I know I’ve always talked about stress and mental health within the context of work life as well as the hum of busy urban lives. I want to make it clear that this is different from the pressure to perform during specific one-off opportunities that you’ve earned because of your capabilities and brilliance. Whether it is pitching to your best and most valuable clients to competing in the Olympics perhaps at the end of your sports career, there is pressure and some kind of stress there. And this is generally a positive stress if we cope with it well; a natural form of stress that pushes us forward rather than keep us stagnant or hanging.
In the Netflix Docu-series, The Playbook’s first episode on Doc Rivers the NBA coach, one of his coaching rule highlighted is that ‘pressure is a privilege’ and that kind of blew me off my chair. My mind was opened by this insight because our brains naturally try to run or hide from pressure, from stress of any kind. And even when we know it might be good, we are often not so vested. But this ‘rule’ from Doc Rivers changes our perspective on that pressure on our minds, on our nervous system.

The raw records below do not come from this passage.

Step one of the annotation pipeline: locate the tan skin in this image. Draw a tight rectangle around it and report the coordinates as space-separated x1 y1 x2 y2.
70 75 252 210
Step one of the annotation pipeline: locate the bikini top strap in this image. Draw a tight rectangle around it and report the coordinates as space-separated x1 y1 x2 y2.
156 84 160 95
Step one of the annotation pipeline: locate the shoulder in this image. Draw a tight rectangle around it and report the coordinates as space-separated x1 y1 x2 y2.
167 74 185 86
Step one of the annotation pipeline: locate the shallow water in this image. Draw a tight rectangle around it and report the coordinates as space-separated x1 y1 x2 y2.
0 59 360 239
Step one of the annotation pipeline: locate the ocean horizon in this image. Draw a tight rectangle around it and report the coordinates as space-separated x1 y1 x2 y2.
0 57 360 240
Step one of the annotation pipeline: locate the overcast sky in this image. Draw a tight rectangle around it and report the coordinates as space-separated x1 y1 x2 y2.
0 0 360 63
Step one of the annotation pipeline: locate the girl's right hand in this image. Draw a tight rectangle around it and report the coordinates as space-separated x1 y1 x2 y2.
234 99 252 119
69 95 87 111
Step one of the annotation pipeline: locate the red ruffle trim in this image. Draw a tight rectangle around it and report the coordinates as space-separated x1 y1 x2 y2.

And when he covered that, my mind inevitably drift back to the story he described in his childhood about how he said he wanted to be a pro basketball player when he was Grade 5 and his teacher just told him to be realistic, discouraging him. He spoke about the environment he was growing up in as an African American in Chicago. I think that’s how this ‘rule’ burns into his mind and his identity. Because indeed, you earnted that privilege to be in that position where there’s expectations upon you, where there is pressure to perform.
So when you think that pressure is getting better of you, think about what privilege it is again, to be there amongst the contenders – because there’s so many who weren’t even given the opportunity to be there.